Montant les deux étages qui séparaient les deux jeunes femmes de l’appartement, la danseuse avait résumé cette rencontre étonnante avec son sauveur. Elle se souvenait parfaitement de ce premier regard quand, encore à terre, cet homme l’avait prise par le coude pour l’aider à se relever. Elle s’était sentie immédiatement en sécurité. Quelque chose de diffus. Un bien-être surprenant étant donné la situation de stress dans laquelle elle se trouvait.
Arrivées devant la porte, Marion eut un moment d’absence au souvenir du frisson doux qui avait parcouru son corps lorsque la main de Vittorio était entrée en contact avec sa peau. Quelques secondes qui n’échappèrent pas à son amie.


- Eh ben ! Il t’a tapé dans l’œil celui-là, fit-elle en la dévisageant.


Sans répondre, la danseuse engagea la clé dans la serrure. Deux « clacs » s’en suivirent et la porte s’ouvrit.


Jetant ses clés dans la petite corbeille prévue à cet effet et son sac à main sur le retour du bar de la cuisine américaine face à l’entrée, Marion se planta devant sa sœur de cœur.


- Écoute, je n’ai plus trop envie de sortir. Cette fin de soirée m’a atteinte plus que ce que je pensais. Que dirais-tu d’un verre ici, entre filles ?


- Ca me paraît être une bonne idée effectivement, rétorqua Sylviane d’un ton suspendu, hochant la tête en signe approbation, les yeux écarquillés. Tu nous sers un verre ? reprit-elle en se dirigeant vers l’un des deux fauteuils qui faisaient face au canapé, une table basse comme point central.


- Vodka ? interrogea Marion qui se marchait déjà vers le bar, dos aux fauteuils, face à la cuisine.

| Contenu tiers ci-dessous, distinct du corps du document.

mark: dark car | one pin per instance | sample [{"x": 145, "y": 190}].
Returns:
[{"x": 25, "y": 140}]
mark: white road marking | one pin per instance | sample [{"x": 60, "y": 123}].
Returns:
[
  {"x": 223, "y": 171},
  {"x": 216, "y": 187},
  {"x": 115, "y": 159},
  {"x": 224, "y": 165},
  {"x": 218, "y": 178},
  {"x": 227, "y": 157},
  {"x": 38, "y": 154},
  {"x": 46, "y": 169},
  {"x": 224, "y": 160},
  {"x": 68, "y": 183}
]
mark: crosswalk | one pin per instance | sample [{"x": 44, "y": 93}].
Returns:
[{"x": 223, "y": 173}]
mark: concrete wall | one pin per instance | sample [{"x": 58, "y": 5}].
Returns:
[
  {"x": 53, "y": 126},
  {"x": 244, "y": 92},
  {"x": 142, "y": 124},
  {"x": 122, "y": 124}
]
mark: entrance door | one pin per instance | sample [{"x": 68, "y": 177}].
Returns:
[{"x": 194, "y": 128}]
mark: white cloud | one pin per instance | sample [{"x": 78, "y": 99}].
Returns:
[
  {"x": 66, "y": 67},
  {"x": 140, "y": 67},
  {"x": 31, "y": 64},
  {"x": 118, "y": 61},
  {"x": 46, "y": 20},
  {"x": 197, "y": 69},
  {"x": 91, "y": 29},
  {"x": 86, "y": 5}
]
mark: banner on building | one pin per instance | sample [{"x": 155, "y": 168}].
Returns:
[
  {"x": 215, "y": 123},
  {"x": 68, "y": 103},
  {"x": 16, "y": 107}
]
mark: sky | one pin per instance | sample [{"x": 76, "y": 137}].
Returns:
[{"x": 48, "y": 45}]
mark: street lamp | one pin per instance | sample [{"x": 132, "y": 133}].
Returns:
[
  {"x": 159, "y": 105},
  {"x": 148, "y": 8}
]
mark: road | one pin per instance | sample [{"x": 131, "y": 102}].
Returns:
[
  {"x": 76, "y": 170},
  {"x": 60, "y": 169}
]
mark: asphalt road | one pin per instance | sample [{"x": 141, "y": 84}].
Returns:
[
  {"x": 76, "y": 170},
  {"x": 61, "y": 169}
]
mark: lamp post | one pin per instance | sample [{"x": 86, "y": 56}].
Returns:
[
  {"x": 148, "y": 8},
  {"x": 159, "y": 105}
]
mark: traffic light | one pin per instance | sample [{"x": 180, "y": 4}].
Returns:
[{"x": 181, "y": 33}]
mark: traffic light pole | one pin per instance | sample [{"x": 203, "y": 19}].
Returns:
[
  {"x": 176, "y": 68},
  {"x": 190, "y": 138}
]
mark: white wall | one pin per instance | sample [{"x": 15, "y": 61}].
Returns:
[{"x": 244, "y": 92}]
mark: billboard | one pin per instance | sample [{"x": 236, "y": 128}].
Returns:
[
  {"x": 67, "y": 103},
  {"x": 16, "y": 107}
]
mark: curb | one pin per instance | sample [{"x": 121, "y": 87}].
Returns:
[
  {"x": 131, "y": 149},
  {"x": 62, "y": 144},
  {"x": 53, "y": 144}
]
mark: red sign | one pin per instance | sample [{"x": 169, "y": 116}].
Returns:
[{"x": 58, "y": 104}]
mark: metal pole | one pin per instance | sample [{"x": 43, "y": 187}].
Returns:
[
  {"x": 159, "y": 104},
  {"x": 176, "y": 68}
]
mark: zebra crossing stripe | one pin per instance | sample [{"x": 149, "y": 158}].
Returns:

- What else ?  s’étonna faussement Sylviane qui venait de s’effondrer sur le coussin, jetant sa jambe droite à l’horizontal sur l’accoudoir.


Marion sortit deux verres qu’elle posa sur le bois cérusé gris qui formait le plan du bar. Bouteille à la main, elle sourit au moment où elle s’apprêtait à verser la boisson dans le premier verre. Elle s’aperçut que ces verres ressemblaient en tout point à celui que tenait son sauveur quelques minutes plus tôt sur la terrasse. Son sourire fendait maintenant délicieusement son visage d’ange tandis que le liquide remplissait un à un les deux récipients.


- Et toi p‘tite sœur ? Comment va ta vie en ce moment ? s’enquit Marion en tendant un des deux verres à son amie, portant le sien à ses lèvres pour une première rasade.


- Oh ben moi j’ai changé de mec ! retourna-t-elle à la volée.


La danseuse manqua s’étouffer pour la seconde fois de la soirée. La vodka passa de papilles à fosses nasales en un éclair. La main sous son nez pour retenir le liquide qui  pourrait s’en échapper.


- Encore !?!? s’étrangla-t-elle.


- C’est pas de ma faute si ce Patrick était un vrai connard !


- C’était pas plutôt, Philippe  ?


- Oui bon ! Philippe, Patrick… Ca n’empêche que c’était quand même un sacré con !


- Ainsi que tous ceux avant lui, ânonna la danseuse.


- Tu disais  ?


- Non rien ! Je disais, fais tout de même attention à toi p’tite sœur. Un de ces jours tu vas tomber sur un tordu.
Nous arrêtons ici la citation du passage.